No, that is reserved for the governing party – in Wales, that is Labour and has been for quarter of a century, so there are no excuses for the poor outcomes inflicted in those who work in and use the NHS.
One good reason for them is coronavirus. That is fair – we see the consequences if Covid in across the United Kingdom. But we know this is an issue of governance because of the state of the NHS in Wales pre-pandemic when Wales was still the worse performing arm of the NHS before Covid struck – it recorded its worst A&E waits in 2019 and waiting times doubled in the year to March 2020.
It is also evident in the lack of recovery since then, especially when compared to elsewhere.
Look at the number of those waiting over two years in Wales. It is a staggering 68,000. That is an entire constituency and is five times the number for the whole of England, where the figure is steadily falling. In Wales, it increased nine-fold in a year and is holding firm.
This was probably not helped by the failure to plan. Labour’s then-Health Minister, Vaughan Gething, rejected Welsh Conservative calls for a recovery plan stating it would be “foolish” to have an NHS recovery plan before the end of the pandemic, which Labour say is not yet over.
We proposed solutions like regional surgical hubs and rapid diagnostic centres – but Labour said no. Even when they have agreed with our calls, the time lost in getting everything set up has cost us any advantage to make progress.
Meanwhile, NHS England is already putting such programmes in motion under decisive Conservative direction, which is why we are seeing improvements.
But Wales is also suffering when it comes to emergency care: in May, a third of patients waited over the four-hour target to be seen in A&E– one of the worst months for the Labour-run Welsh NHS on record.

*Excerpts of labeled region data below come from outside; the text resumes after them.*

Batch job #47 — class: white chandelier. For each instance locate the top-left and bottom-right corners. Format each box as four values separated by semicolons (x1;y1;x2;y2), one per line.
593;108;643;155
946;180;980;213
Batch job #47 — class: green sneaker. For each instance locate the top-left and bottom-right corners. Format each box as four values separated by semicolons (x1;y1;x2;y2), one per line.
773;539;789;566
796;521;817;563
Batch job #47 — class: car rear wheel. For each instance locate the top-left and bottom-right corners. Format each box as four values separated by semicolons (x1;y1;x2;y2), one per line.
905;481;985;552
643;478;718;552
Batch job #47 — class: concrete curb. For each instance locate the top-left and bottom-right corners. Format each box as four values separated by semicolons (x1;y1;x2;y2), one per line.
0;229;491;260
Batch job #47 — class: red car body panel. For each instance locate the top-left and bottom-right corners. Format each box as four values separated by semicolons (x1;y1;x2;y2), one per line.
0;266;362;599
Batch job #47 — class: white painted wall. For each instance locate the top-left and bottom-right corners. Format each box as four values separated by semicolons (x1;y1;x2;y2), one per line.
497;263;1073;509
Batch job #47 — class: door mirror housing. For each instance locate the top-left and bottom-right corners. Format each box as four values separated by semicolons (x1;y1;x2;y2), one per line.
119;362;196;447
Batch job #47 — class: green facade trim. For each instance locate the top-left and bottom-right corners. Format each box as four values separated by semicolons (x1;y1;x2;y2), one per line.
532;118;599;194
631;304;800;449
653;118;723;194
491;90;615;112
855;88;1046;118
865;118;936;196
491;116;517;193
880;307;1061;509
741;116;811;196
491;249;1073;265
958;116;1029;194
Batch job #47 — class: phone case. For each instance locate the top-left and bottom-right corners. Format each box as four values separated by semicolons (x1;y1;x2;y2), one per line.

In England, the equivalent figure was 27%. In Scotland, it was only 13% after months of hitting similar figures to England. The Welsh target to get 95% admittances seen in four hours has never been met in its 13-year existence.
While life-threatening ambulance calls in England (called Category 1) were met on an average time similar to Wales (where they are called red calls), its Category 2 calls were responded to in half the time they were in Wales (amber calls) – 40 minutes compared to 78.
And this is how it is every month. There is a sustained pattern of underperformance compared to elsewhere in the United Kingdom. Is it really right that people in the same country cannot have anywhere near the same confidence in their public services as others?
And it does not end there.
North Wales’ health board has been mired in numerous scandals and has been subject to numerous levels of governmental intervention including special measures.
The promised arm’s length NHS Executive responsible for improving the service’s governance will be subject to a huge power grab as the Labour Government chip away at its independence.
Labour have underfunded the Welsh NHS by £400m over the last decade, with a mammoth budget cut of £800m in 2012 – the only government in Britain to cut NHS spending in modern times. Since 2010/11, the UK Conservative Government has increased health spending in England by 29.2%, but the Labour Government has increased health spending by just 22.6%, costing NHS Wales £401m.
Sadly, instead of concentrating on the public’s priorities and the obvious and urgent need to address this crisis in NHS Wales, politicians in Cardiff Bay are stuck talking about expanding the Senedd as Labour and Plaid have teamed up to force 36 more politicians on the people of Wales at a cost of £100m, all the while a cost-of-living crisis rages.
How can we sanction this when 1-in-5 people are on a waiting list, 1-in-4 of them waiting over a year?
I think it is fair to say that to put more politicians ahead of fixing the crisis the NHS finds itself in is a dereliction of duty that will have consequences that are not fully appreciate yet.
Labour needs to get a grip on the NHS and stop breaking all the wrong records. NHS Wales will see its 75th anniversary but whether it will see its hundredth is a different matter.